12      Bij verzoekschrift, neergelegd ter griffie van het Gerecht op 7 juni 2004, heeft Microsoft het onderhavige beroep ingesteld.

13      Bij verzoekschrift, neergelegd ter griffie van het Gerecht op 17 december 2004, heeft het European Committee for Interoperable Systems (hierna: „ECIS”), gevestigd te Brussel (België), vertegenwoordigd door D. Paemen en N. Dodoo, advocaten, verzocht om in het geding te mogen interveniëren ter ondersteuning van de conclusies van de Commissie.

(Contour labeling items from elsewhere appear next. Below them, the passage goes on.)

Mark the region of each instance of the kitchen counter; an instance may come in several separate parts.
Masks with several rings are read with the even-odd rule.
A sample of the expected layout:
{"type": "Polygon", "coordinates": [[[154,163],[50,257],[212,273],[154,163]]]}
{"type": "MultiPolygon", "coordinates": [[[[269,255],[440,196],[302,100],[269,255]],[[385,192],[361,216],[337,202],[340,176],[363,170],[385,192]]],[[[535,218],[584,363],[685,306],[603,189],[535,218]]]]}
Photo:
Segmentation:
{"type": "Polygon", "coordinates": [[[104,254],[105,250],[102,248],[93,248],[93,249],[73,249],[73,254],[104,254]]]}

14      De Commissie en Microsoft hebben schriftelijke opmerkingen over dit interventieverzoek ingediend bij op 1 respectievelijk 7 maart 2005 ter griffie van het Gerecht neergelegde akten.

 Het interventieverzoek

 De ontvankelijkheid van het interventieverzoek

15      Microsoft acht het interventieverzoek niet-ontvankelijk omdat het niet voldoet aan de door het Reglement voor de procesvoering van het Gerecht voorgeschreven vormvereisten.

16      Ingevolge artikel 115 van het Reglement voor de procesvoering hangt de ontvankelijkheid van een interventieverzoek af van de inachtneming van de indieningstermijn (lid 1), de materiële inhoud ervan (lid 2, eerste alinea) en de procesvertegenwoordiging van de verzoeker (lid 3).

17      Het interventieverzoek voldoet aan deze voorwaarden.

18      Bovendien is de ontvankelijkheid van een interventieverzoek ingevolge artikel 115, lid 2, tweede alinea, van het Reglement voor de procesvoering afhankelijk van de vervulling van de vormvereisten van de artikelen 43 en 44 van dit Reglement. Artikel 44, lid 5, sub b, van het Reglement voor de procesvoering bepaalt met name dat, indien de verzoeker een privaatrechtelijke rechtspersoon is, hij aan het verzoekschrift het bewijs toevoegt dat de aan de advocaat gegeven volmacht op regelmatige wijze werd verstrekt door een daartoe gerechtigd vertegenwoordiger.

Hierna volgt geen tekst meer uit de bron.